No dia 18 de agosto, o candidato ao Governo do Distrito Federal (GDF), Kiko Caputo, do partido Novo, expôs suas propostas em uma sabatina na Rádio Metrópoles. Durante a entrevista, ele detalhou o projeto de construção de quatro estradas parques, uma iniciativa que visa aliviar o trânsito nas principais regiões do DF.

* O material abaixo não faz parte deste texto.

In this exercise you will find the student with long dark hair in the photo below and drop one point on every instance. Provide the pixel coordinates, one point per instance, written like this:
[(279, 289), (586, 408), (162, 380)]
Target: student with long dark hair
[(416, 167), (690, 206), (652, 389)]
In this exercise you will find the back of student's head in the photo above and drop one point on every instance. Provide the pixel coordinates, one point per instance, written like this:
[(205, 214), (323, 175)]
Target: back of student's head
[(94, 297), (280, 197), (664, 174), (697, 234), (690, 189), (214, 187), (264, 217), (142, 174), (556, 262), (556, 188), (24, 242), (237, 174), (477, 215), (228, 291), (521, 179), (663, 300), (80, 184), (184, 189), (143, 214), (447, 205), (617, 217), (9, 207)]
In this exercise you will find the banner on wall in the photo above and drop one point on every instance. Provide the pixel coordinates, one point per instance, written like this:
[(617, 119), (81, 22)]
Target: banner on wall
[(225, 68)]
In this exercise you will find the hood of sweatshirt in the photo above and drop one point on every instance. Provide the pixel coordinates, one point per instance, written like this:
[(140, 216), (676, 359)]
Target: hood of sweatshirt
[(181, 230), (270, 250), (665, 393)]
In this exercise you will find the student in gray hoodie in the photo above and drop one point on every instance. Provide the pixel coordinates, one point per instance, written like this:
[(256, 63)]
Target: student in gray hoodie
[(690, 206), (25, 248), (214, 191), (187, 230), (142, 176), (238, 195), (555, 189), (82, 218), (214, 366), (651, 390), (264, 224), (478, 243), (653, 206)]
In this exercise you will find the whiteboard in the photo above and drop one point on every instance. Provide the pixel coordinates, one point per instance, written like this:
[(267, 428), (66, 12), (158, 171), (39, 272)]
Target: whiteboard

Caputo destacou que as novas vias seriam implantadas em Águas Claras, Brazlândia, Recanto das Emas e Planaltina. O objetivo é transformar estas estradas em artérias viárias que conectem diferentes áreas e melhorem a fluidez do tráfego. Em Brazlândia, por exemplo, a estrada planejada cortaria a Estrutural e se ligaria à Epia, enquanto a Estrada Parque em Planaltina facilitaria o acesso à ponte do Lago Norte.

“Vamos criar quatro novas estradas que servirão para facilitar o deslocamento das pessoas. Também vamos investir significativamente em transporte público, incluindo a expansão do metrô e a implementação de um trem entre Brasília e Goiânia”, explicou Caputo.

Além das estradas, o candidato anunciou a intenção de construir quatro hospitais em regiões estratégicas como Ceilândia, São Sebastião, Noroeste e Guará, um deles focado em tratamento oncológico. Caputo enfatizou a urgência de melhorias na saúde pública, afirmando que “a saúde não pode esperar” e que é necessário investir de maneira responsável.

A privatização de serviços públicos foi outro tema que permeou a conversa. Caputo não descartou a possibilidade de privatizar áreas não essenciais, mas garantiu que serviços fundamentais como saúde, segurança e educação permaneceriam sob controle público. “Para mim, a privatização não é um tabu, mas sim uma oportunidade. Minha prioridade é garantir serviços públicos de qualidade”, afirmou.

Em relação à segurança, o candidato propôs aumentar o efetivo das forças policiais e melhorar a remuneração dos servidores, além de investir em tecnologias de monitoramento, como câmeras de segurança e inteligência artificial, para auxiliar no combate ao crime.

Caputo também abordou a questão da educação, relatando a necessidade de reformas e ampliações nas escolas públicas do DF, destacando que “é inaceitável que apenas 10 escolas funcionem em tempo integral, enquanto Goiás tem 80”. Ele sugeriu parcerias público-privadas para ampliar o número de instituições que oferecem ensino integral.

Por fim, o candidato criticou a estrutura atual do governo, a qual considera ineficiente e inflacionada, prometendo uma redução no número de secretarias e um combate mais rigoroso à corrupção. “Precisamos de uma gestão que priorize a eficiência e busque fontes inovadoras de financiamento para o DF”, concluiu Caputo.